La novità arriva all’indomani della sentenza del Tribunale amministrativo regionale, che ha respinto integralmente il ricorso presentato da CTA contro la procedura di affidamento del servizio, confermando la correttezza dell’iter seguito da Trentino Trasporti.
«Si tratta di una sentenza di primo grado – spiega Piantoni – che conferma la piena correttezza della procedura di affidamento condotta da Trentino Trasporti. Pur trattandosi di un pronunciamento non definitivo, essendo naturalmente ammesso il ricorso al Consiglio di Stato, rappresenta un segnale chiaro e positivo per la solidità del percorso amministrativo che ha accompagnato Bus&Go fin qui».
Per gli utenti, però, non cambia nulla. «Bus&Go prosegue regolarmente la propria attività, come già avviene dal 29 maggio», rassicura il vicesindaco, annunciando anche una novità destinata a incidere concretamente sull’offerta di mobilità del territorio: «Quest’anno il servizio resterà attivo fino al 31 dicembre 2026, coprendo per la prima volta anche la parte finale dell’anno grazie al contributo di APT Garda Dolomiti. Un’estensione che permette di rispondere in modo più continuativo alle esigenze di residenti e ospiti, andando oltre la sola stagione turistica estiva».
Comune capofila del progetto, Arco ha creduto fin dall’inizio in un modello di trasporto pubblico flessibile, prenotabile tramite app e capace di integrare il servizio di linea tradizionale. Nato per offrire un’alternativa all’automobile privata, Bus&Go ha progressivamente conquistato il favore della popolazione, in particolare dei giovani, ma anche dei lavoratori e delle migliaia di turisti che ogni anno scelgono l’Alto Garda per le vacanze.

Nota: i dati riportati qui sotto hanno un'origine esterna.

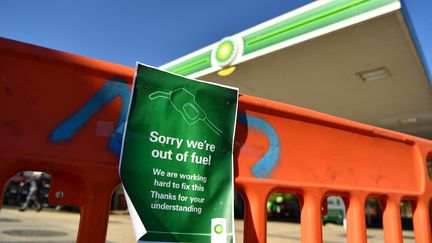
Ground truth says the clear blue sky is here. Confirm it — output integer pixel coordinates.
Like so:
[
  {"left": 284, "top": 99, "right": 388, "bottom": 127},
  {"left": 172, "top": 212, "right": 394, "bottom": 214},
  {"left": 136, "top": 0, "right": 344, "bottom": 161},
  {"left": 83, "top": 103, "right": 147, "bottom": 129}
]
[{"left": 0, "top": 0, "right": 311, "bottom": 66}]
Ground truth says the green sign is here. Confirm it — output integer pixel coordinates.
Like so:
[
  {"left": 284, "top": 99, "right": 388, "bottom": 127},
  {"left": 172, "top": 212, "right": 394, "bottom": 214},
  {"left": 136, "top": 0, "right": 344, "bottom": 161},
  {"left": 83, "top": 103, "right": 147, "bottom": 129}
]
[{"left": 120, "top": 64, "right": 238, "bottom": 243}]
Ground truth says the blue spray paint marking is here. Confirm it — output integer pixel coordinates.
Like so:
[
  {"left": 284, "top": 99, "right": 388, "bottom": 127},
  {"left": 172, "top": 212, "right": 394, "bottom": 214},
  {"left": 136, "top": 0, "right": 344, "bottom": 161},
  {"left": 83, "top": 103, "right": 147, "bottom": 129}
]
[
  {"left": 50, "top": 78, "right": 131, "bottom": 155},
  {"left": 238, "top": 113, "right": 280, "bottom": 178}
]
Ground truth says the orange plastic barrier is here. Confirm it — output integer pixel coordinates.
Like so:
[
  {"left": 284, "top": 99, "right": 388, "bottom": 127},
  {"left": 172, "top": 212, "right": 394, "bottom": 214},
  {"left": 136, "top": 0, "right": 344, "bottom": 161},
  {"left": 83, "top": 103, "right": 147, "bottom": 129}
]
[{"left": 0, "top": 38, "right": 432, "bottom": 243}]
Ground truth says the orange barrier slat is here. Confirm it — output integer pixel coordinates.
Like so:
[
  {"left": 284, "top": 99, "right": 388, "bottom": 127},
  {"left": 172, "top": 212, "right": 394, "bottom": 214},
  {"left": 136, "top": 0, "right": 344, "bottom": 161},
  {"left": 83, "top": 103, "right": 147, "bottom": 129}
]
[{"left": 0, "top": 38, "right": 432, "bottom": 242}]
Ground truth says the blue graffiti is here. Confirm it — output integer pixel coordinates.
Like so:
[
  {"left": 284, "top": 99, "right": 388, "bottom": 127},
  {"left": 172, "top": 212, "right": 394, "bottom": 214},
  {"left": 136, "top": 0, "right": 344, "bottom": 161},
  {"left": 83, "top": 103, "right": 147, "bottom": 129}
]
[
  {"left": 50, "top": 78, "right": 280, "bottom": 178},
  {"left": 238, "top": 113, "right": 280, "bottom": 178},
  {"left": 50, "top": 78, "right": 131, "bottom": 155}
]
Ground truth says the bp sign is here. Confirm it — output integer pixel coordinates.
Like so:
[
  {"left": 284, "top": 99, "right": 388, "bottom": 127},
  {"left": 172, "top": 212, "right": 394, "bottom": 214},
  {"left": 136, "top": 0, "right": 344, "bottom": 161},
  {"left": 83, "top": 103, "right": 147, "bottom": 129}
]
[{"left": 120, "top": 64, "right": 238, "bottom": 243}]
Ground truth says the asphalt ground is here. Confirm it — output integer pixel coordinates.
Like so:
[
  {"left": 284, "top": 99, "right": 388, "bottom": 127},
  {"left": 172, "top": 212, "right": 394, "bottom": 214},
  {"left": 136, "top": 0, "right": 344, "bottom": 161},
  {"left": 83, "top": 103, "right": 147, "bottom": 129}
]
[{"left": 0, "top": 208, "right": 415, "bottom": 243}]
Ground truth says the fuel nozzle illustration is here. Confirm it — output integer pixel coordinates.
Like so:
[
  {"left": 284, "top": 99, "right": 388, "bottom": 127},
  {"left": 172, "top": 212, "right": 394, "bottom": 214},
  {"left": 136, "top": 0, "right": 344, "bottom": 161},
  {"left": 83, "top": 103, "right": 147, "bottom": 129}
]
[{"left": 149, "top": 88, "right": 222, "bottom": 136}]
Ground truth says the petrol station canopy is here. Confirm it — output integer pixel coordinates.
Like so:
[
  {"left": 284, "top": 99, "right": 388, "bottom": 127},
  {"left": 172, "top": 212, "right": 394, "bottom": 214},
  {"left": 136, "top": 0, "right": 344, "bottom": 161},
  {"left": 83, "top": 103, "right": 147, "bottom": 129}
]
[{"left": 161, "top": 0, "right": 432, "bottom": 139}]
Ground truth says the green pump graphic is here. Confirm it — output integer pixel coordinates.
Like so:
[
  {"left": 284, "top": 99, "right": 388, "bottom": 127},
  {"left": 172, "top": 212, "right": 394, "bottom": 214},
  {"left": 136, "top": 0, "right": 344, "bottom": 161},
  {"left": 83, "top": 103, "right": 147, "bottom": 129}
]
[{"left": 149, "top": 88, "right": 222, "bottom": 136}]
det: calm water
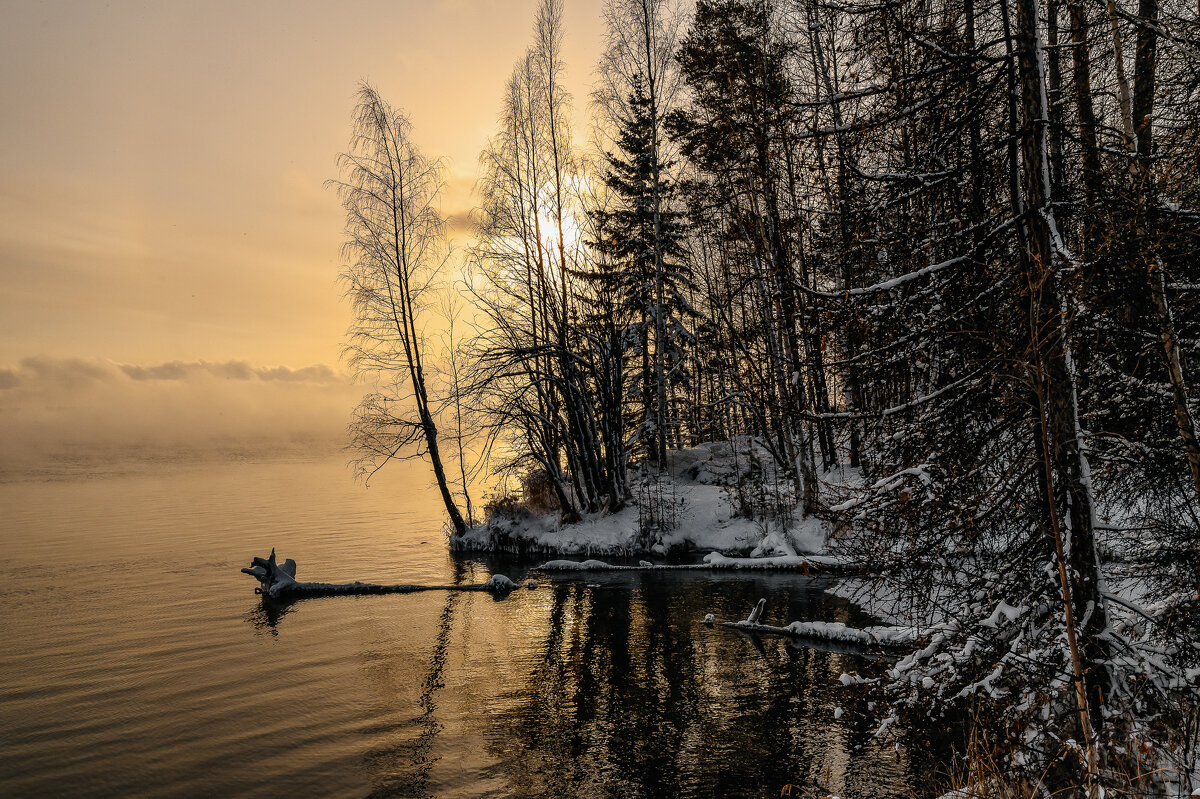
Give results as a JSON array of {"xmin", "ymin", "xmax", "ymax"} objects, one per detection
[{"xmin": 0, "ymin": 457, "xmax": 924, "ymax": 797}]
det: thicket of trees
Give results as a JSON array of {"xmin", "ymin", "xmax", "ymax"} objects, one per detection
[{"xmin": 338, "ymin": 0, "xmax": 1200, "ymax": 795}]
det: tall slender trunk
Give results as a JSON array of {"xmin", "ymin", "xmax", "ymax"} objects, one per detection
[
  {"xmin": 1015, "ymin": 0, "xmax": 1108, "ymax": 782},
  {"xmin": 1133, "ymin": 0, "xmax": 1200, "ymax": 501}
]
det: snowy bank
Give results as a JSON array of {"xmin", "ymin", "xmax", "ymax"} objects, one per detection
[{"xmin": 450, "ymin": 440, "xmax": 854, "ymax": 556}]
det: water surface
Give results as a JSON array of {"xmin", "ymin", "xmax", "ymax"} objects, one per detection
[{"xmin": 0, "ymin": 457, "xmax": 924, "ymax": 797}]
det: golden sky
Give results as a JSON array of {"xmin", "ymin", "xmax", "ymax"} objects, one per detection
[
  {"xmin": 0, "ymin": 0, "xmax": 601, "ymax": 368},
  {"xmin": 0, "ymin": 0, "xmax": 601, "ymax": 460}
]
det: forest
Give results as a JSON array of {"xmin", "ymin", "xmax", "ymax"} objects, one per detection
[{"xmin": 334, "ymin": 0, "xmax": 1200, "ymax": 797}]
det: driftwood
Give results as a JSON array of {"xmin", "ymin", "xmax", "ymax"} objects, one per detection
[
  {"xmin": 704, "ymin": 599, "xmax": 929, "ymax": 651},
  {"xmin": 241, "ymin": 548, "xmax": 523, "ymax": 601}
]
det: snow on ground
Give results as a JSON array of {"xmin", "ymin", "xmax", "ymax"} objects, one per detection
[{"xmin": 451, "ymin": 439, "xmax": 829, "ymax": 554}]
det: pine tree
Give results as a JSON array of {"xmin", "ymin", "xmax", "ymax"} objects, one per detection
[{"xmin": 594, "ymin": 77, "xmax": 697, "ymax": 465}]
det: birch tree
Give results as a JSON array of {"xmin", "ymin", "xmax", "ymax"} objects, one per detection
[{"xmin": 330, "ymin": 84, "xmax": 467, "ymax": 535}]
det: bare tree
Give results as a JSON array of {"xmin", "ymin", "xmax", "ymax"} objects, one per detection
[{"xmin": 329, "ymin": 84, "xmax": 467, "ymax": 535}]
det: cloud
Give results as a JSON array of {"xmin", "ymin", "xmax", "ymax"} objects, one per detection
[
  {"xmin": 0, "ymin": 356, "xmax": 364, "ymax": 471},
  {"xmin": 118, "ymin": 361, "xmax": 349, "ymax": 383}
]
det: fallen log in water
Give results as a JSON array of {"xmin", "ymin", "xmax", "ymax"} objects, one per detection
[
  {"xmin": 241, "ymin": 548, "xmax": 523, "ymax": 601},
  {"xmin": 704, "ymin": 599, "xmax": 922, "ymax": 650}
]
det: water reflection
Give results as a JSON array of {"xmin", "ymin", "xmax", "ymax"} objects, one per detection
[{"xmin": 333, "ymin": 573, "xmax": 908, "ymax": 797}]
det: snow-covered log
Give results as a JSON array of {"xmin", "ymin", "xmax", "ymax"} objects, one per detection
[
  {"xmin": 241, "ymin": 548, "xmax": 523, "ymax": 601},
  {"xmin": 538, "ymin": 552, "xmax": 871, "ymax": 575},
  {"xmin": 721, "ymin": 599, "xmax": 922, "ymax": 649}
]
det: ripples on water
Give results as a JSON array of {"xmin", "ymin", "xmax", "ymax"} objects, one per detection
[{"xmin": 0, "ymin": 458, "xmax": 936, "ymax": 797}]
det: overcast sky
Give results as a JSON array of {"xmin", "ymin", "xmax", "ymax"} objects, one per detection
[
  {"xmin": 0, "ymin": 0, "xmax": 601, "ymax": 367},
  {"xmin": 0, "ymin": 0, "xmax": 601, "ymax": 461}
]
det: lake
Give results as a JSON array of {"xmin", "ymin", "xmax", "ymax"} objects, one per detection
[{"xmin": 0, "ymin": 452, "xmax": 930, "ymax": 798}]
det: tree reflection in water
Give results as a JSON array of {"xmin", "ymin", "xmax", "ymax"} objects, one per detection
[{"xmin": 477, "ymin": 575, "xmax": 908, "ymax": 797}]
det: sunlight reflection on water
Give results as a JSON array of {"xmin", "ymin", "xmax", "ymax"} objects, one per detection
[{"xmin": 0, "ymin": 451, "xmax": 916, "ymax": 797}]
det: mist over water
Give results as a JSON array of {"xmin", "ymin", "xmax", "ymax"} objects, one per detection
[{"xmin": 0, "ymin": 452, "xmax": 923, "ymax": 797}]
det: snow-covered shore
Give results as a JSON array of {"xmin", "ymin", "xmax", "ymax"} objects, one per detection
[{"xmin": 450, "ymin": 440, "xmax": 854, "ymax": 556}]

I numeri raccontano la crescita del servizio. Nella sola stagione 2025 Bus&Go ha trasportato quasi 56 mila passeggeri, confermandosi sempre più come una componente stabile della mobilità quotidiana dell’Alto Garda. Un risultato che ha spinto diverse amministrazioni, anche fuori provincia, a guardare con interesse all’esperienza sviluppata nella Busa, oggi considerata una delle realtà più avanzate nel campo del trasporto pubblico a chiamata. «Ringraziamo tutti gli utenti per la fiducia dimostrata», conclude Piantoni.
La sentenza del Tar rappresenta quindi un passaggio importante sotto il profilo amministrativo, mentre l’estensione del servizio fino alla fine dell’anno segna un ulteriore passo avanti verso una mobilità pubblica sempre più moderna, sostenibile e vicina alle esigenze del territorio.